Tracy Letts has a bit of a theme running here with this play and his much more successful AUGUST: OSAGE COUNTY, and that would be a theme of late-middle-aged men trying to understand their lives. In many ways, one could almost see this as a pre-cursor to AUGUST: OSAGE COUNTY.

Both plays (and I will try, of course, to speak more to this play directly) deal with an older man who has some interest or experience in the arts. In A:OC it's a poet and here it's a man who thinks he no longer believes in god, leaves his family to discover himself, and finds art in the form of sculpture. He's not very good, of course, but it brings him to a better understanding of himself AND a creator.

As a middle-aged artist who has let his art slide, I could identify mightily with our lonesome hero, Ken Carpenter (and yes, the name Carpenter is a wonderful symbol in so many ways as the Christian god-in-flesh was a carpenter, and as a sculptor, an artist uses many of the same or similar tools as a carpenter).
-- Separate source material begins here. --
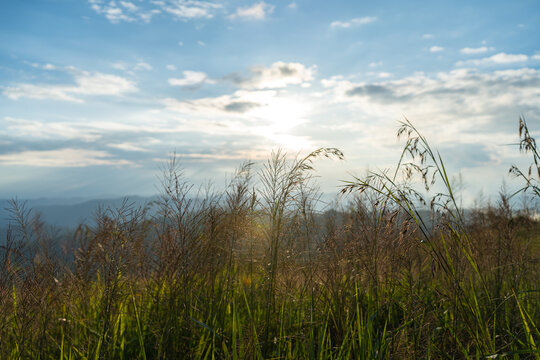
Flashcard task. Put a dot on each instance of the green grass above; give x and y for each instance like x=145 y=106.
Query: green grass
x=257 y=273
His desire to find passion in life is probably understood by many men, and that passion is not necessarily a sensual or sexual passion. That passion is relayed here as sexual, artistic, and religious.

What did not ring true for me was how quickly and easily Carpenter seemed to make his break. Certainly some (if not all) of this would be made up for by the actor portraying the character.

The only other part that bothered me was how many short scenes there were. We jumped quickly and loosely and it made it difficult to keep a thread of the story together, even though the scenes really revolved around Ken. The scenes with Ken's wife, Nancy, just didn't work as well. It seemed too late to try to make the audience care about what Nancy was going through and how stalwart she was toward Ken.

Still...Letts has a great sense of theme and plot and subplot and uses his imagery very well. This is a play that takes a little getting used to, but could work on many levels.